第60話

「純粋に、北斗さんの美しさと可憐さに見惚れちゃったんだ。」


「何言って…「だから、思いがけず北斗さんと話せる機会に恵まれて幸運だなって想ったんだよ。」」



相手の唇が、ゆっくりと弧を描く。


長い睫毛に縁取られた目が、細められる。


綻んだその顔は、とても、とても、綺麗だった。



馬鹿馬鹿しいお世辞だ。そう想ったけれど言葉にならなかったのは、余りにも彼が真剣な顔で云うせいだ。

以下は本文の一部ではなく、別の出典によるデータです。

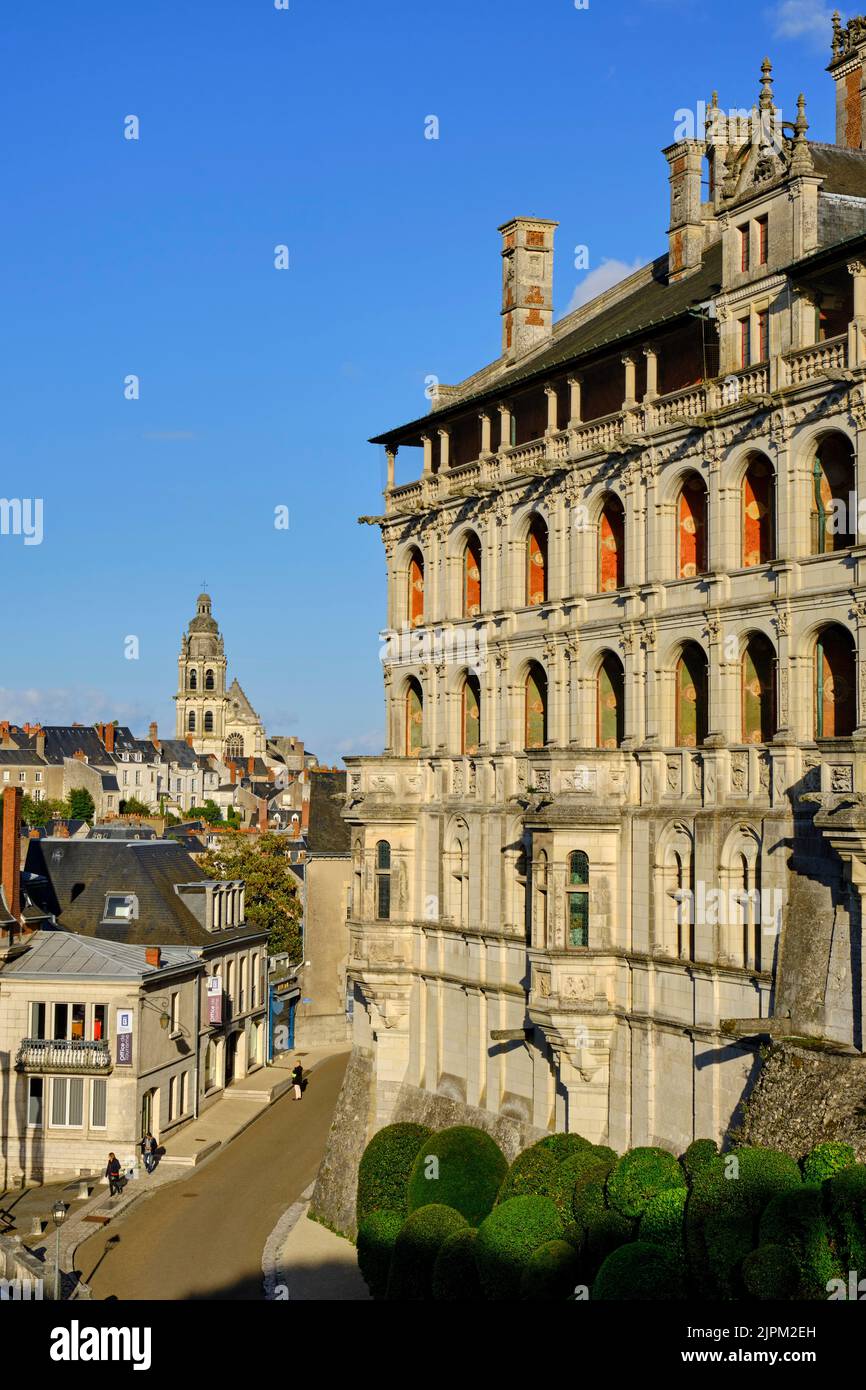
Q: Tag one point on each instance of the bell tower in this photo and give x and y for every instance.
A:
(200, 699)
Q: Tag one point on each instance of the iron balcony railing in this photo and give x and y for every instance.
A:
(63, 1055)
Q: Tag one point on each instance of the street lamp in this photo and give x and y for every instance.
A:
(59, 1215)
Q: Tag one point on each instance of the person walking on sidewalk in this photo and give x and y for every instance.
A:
(113, 1173)
(148, 1148)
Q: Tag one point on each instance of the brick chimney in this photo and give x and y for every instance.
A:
(527, 284)
(847, 71)
(11, 849)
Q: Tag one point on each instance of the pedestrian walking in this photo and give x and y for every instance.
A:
(148, 1148)
(113, 1173)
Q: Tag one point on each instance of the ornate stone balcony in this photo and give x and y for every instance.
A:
(63, 1055)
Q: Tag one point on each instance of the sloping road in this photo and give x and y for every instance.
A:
(203, 1236)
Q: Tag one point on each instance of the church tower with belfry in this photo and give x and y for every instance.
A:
(213, 719)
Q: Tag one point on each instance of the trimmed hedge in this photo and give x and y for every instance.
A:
(376, 1240)
(827, 1159)
(551, 1273)
(417, 1247)
(455, 1278)
(470, 1171)
(770, 1272)
(382, 1176)
(508, 1239)
(638, 1176)
(640, 1271)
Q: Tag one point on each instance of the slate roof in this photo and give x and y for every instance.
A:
(327, 833)
(61, 954)
(81, 872)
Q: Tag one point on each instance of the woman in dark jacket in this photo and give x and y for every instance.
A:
(113, 1173)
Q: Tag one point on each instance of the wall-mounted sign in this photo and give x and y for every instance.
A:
(214, 998)
(124, 1037)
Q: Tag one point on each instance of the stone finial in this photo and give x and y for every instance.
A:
(801, 159)
(766, 85)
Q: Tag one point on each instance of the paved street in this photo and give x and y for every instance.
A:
(203, 1237)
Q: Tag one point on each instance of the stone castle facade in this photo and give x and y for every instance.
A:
(619, 829)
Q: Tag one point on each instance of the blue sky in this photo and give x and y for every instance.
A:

相手の放った言葉を否定する事に、罪悪感を覚えたせいだ。




「夜ちゃん、何してるの。」



背中に刺さった冷たい声に、肩が大きく跳ねた。


綴だ。後ろに、綴がいる。



折角一人でトイレに行く権利を捥ぎ取ったばかりだと云うのに、変な勘違いをされて彼の機嫌が悪くなれば、ほんの僅かな自由も泡になって消えてしまう。




「ほ、本当にぶつかってごめんなさい。それじゃあ私はこれで。」


「待って。」



早く綴の元へ戻らなければ。


その気持ちに駆られ会話を切り上げようとした私を、やっぱり相手は制してくる。



藤火とうか八神 藤火やがみ とうか、それが僕の名前だからどうか憶えて。」



咄嗟に、いかにもただ廊下で擦れ違っただけの人を装った彼は、去り際に言葉を置いていった。